Author: Tempeste O’Riley
Publisher: Dreamspinner Press
Rating: 2 stars
Received from Publisher
Blurb: Liam Grady is the owner of the Feathered Quill, a quirky little bookstore in Asheville, and—though he doesn’t realize it yet—a dream walker. His last relationship failed almost a year ago, and he’s not had the interest or nerve to pursue anyone he’s met since.
Cameron Danu is a tattoo artist from rural Georgia. Cameron is left without a job after his boss, José, is forced to close the shop after a heart attack. When Cameron learns José has set up an interview for him at a small tattoo parlor in Asheville, he hopes for a fresh start in a new town.
Fate brings Cameron and Liam together, and they realize they’ve met before—in their dreams. A chance encounter and a winged tattoo might lead them to their destiny—if fear doesn’t turn their dreams into a nightmare.
Review: I didn’t particularly enjoy this book, so I’ll keep it short. Liam Grady and Cameron Danu dream of each other. They’ve had vivid, passionate dreams of each other for years, and are more than a little enamored with their respective dream man. Liam and Cameron then find out they’re real. Liam had a bit of time to warm up to the idea before Cameron found out. Cam didn’t take it well and asked Liam to never see him again and stay out of his dreams. Since Liam is the dream walker it’s up to him to stay out of Cam’s life completely. After not being able to do so, he decides to drink as a means to stay out of Cam’s life. He becomes a drunk. For a month. After meeting each other again, they decide maybe they want to give a real life relationship a try. Things are working out really well until someone starts attacking Liam in his dreams. Eventually Cam is attacked, too.

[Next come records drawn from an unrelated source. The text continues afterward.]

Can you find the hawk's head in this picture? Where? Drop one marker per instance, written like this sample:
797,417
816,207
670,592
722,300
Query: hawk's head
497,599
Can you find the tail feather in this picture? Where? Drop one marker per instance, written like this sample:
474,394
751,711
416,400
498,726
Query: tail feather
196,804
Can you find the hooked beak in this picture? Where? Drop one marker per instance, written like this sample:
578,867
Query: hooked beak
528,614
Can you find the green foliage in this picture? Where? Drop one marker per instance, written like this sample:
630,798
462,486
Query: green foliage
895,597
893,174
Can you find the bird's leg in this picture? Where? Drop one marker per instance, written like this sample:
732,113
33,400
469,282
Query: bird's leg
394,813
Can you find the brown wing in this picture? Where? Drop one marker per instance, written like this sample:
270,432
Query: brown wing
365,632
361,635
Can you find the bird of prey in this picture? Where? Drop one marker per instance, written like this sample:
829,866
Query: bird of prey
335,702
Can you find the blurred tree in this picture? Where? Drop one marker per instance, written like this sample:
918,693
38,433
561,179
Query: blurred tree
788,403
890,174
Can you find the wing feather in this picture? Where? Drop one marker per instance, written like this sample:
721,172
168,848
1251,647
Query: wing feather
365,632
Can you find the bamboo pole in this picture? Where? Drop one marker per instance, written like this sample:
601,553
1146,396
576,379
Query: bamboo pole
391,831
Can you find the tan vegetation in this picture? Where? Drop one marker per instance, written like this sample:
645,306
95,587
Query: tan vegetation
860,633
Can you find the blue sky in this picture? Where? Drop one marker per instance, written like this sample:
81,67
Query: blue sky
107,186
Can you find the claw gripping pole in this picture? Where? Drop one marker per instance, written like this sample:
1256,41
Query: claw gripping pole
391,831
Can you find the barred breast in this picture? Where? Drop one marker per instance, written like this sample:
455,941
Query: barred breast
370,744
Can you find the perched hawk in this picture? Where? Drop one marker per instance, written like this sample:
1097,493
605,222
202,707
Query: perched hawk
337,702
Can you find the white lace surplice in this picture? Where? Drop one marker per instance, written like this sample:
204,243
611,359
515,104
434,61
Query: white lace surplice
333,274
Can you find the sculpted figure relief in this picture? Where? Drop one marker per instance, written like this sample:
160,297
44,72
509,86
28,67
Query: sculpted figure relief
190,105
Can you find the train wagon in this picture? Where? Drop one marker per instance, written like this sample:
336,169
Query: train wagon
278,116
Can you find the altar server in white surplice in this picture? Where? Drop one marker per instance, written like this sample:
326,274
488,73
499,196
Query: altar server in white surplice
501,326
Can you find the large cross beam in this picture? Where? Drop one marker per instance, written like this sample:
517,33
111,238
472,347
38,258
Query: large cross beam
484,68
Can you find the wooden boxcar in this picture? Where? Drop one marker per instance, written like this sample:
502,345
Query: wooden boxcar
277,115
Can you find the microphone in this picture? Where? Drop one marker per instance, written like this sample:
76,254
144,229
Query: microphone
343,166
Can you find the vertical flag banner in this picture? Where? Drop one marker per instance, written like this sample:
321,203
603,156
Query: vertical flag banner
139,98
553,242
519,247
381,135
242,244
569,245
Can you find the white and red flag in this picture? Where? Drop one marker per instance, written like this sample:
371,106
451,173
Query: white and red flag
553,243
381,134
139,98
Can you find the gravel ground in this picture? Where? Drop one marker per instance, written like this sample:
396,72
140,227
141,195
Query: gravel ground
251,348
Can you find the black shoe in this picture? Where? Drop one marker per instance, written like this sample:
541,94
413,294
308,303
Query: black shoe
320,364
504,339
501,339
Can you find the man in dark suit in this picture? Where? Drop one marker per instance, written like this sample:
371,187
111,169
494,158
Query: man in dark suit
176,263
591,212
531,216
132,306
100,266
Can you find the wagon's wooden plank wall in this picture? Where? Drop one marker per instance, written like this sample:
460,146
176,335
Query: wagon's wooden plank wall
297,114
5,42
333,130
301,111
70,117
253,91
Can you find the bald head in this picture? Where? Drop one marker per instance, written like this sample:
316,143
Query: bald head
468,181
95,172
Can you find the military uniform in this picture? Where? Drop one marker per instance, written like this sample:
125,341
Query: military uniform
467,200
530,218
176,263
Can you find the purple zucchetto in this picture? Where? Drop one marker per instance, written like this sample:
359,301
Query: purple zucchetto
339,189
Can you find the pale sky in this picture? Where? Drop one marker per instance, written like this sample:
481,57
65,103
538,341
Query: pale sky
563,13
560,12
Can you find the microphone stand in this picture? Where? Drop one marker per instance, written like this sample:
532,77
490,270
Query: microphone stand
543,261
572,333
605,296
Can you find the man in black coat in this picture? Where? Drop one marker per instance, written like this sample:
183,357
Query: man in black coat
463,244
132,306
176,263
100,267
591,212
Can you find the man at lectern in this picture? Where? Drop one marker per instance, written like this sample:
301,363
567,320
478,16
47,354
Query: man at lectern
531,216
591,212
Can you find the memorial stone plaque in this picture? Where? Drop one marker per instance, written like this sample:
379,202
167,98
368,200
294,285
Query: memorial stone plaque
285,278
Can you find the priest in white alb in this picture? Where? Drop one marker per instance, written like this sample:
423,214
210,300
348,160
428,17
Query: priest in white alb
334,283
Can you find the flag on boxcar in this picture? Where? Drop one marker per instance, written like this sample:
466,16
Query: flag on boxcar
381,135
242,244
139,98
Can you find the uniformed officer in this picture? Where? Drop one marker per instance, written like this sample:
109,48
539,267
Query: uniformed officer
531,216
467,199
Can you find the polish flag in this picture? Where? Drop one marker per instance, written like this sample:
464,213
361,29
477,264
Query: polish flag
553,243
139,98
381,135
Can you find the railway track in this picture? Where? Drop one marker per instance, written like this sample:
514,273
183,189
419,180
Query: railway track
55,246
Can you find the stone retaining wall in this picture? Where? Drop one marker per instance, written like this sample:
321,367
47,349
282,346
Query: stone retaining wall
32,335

I found the premise of this book interesting but didn’t like the execution. Whereas I appreciate the attempt to show explicit consent in a sexual relationship, I feel it wasn’t done well. Liam is plagued with guilt as though he had raped Cameron. The word rape is never used and the issue of consent is danced around. We’re presented with the idea consent is black and white and full of grey areas at the same time. When Liam does finally admit to friends and family why he spent a month drinking himself to blackout every night he’s met with condemnation for having been drunk. Bear in mind, it was one month. One. Month. Liam is regularly reminded he was a loser for a month for the rest of the book. Is he worthy enough to train with the only person who can show him how to stay out of other people’s dreams? Only if he doesn’t fall back into his slovenly drunkard ways!
I think I could have overlooked, or at least been less bothered by the one month drunk and the not quite dream rape had I liked something else. Unfortunately I just didn’t find things in this book I liked. Liam and Cam were themselves okay, but the supporting cast just wasn’t my thing. Both supporting female characters were sassy and in your face. Actually, most of the female characters felt that way to me.
I’m sure this book has an audience, but I do not consider myself part of that group.